We have a simply connected domain $D$ in the Riemann sphere $\hat{\mathbb{C}}$ such that the complement $D \backslash \hat{\mathbb{C}}$ has more than one point. We use a Mobius transform $g$ to send one point of the complement to $0$ and one to $\infty$. Now we know that $g(D)$ is connected so that there is an arc $\alpha$ from $0$ to $\infty$ that lies outside of it.
The next step confuses me.
We can choose an inverse branch $h:\hat{\mathbb{C}}\backslash \alpha \rightarrow\hat{\mathbb{C}} $ of the map $z\mapsto z^2$. From this we infer that there exists a non empty open set $U\subset \hat{\mathbb{C}} \backslash h\circ g(D)$.
Why do we know that such a $U$ exists?
Why could we not find an open set $U' \subset \hat{\mathbb{C}} \backslash g(D)$?

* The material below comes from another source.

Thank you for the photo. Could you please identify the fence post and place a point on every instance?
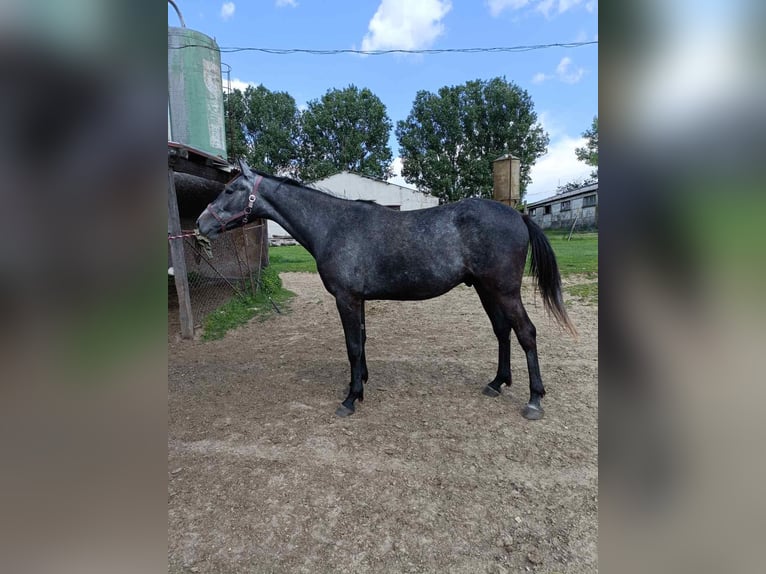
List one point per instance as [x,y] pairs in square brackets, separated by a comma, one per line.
[179,262]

There are simply connected domains that are dense in the sphere, $\mathbb{C}\setminus \{ t\in \mathbb{R} : t \leqslant 0\}$ for example. Since Möbius transformations are automorphisms of the sphere, $D$ is dense if and only $g(D)$ is dense. If $D$ is not dense, we don't need to apply $h$, since then (by definition) there already is a nonempty open set contained in $\hat{\mathbb{C}} \setminus g(D)$, but applying $h$ doesn't harm, so we avoid the case distinction by always applying it. We can guarantee that there is always a nonempty open set contained in $\hat{\mathbb{C}} \setminus h(g(D))$ because every nonzero complex number has exactly two square roots, of which $h$ chooses one, so $w \in h(g(D)) \implies -w \notin h(g(D))$, and if $W\subset h(g(D))$ is a nonempty open set, then $-W$ is a nonempty open set contained in the complement of $h(g(D))$.